On 03/31/2014 10:10 AM, Richard Biener wrote:
On Mon, Mar 31, 2014 at 8:23 AM, Tobias Grosser <tob...@grosser.es> wrote:
On 03/31/2014 06:25 AM, Vladimir Kargov wrote:
Regarding this bug there are two directions to go:
1) It is necessary to understand if we need to do wrapping on the result of
number_of_latch_executions. Meaning, we should understand the semantics of
this function and the expression it returns.
2) There is something else happening?? From my observations it seems
that the generated code at least for this test case should behave correctly
and the relevant loop should be executed exactly twice. Surprisingly this is
not the case. It would be interesting to understand what exactly prevents
this loop from being executed. (From the clast, this is not obvious to me).
Note that there are always two sides of the "undefined overflow" thing
1. in the input IL whether an operation may overflow or not (check
TYPE_OVERFLOW_UNDEFINED, _not_ !TYPE_UNSIGNED)

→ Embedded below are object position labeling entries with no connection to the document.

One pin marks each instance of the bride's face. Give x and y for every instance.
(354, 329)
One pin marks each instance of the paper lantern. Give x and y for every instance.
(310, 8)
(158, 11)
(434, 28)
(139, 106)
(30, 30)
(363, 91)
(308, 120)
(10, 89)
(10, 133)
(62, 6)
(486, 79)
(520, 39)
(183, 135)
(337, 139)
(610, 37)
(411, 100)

Thanks Richi. I was not aware of this, but we really should check for
TYPE_OVERFLOW_UNDEFINED instead.
I think for now we may want to limit ourselves to
TYPE_OVERFLOW_UNDEFINED, as the wrapping code is not very reliable and
will cause very ugly code.
2. in the GIMPLE IL generated from clast - all operations that satisfy
TYPE_OVERFLOW_UNDEFINED may not have different overflow behavior
than in the original untransformed program (no intermediate overflows
unless they were already present). Usually that's not very easy to guarantee,
thus re-writing everything into unsigned arithmetic may be easiest.
The code we generate should not have any overflows. In case there are
earlier defined overflows we should at best bail out. This is the safest
approach. Anything else requires some more investigations.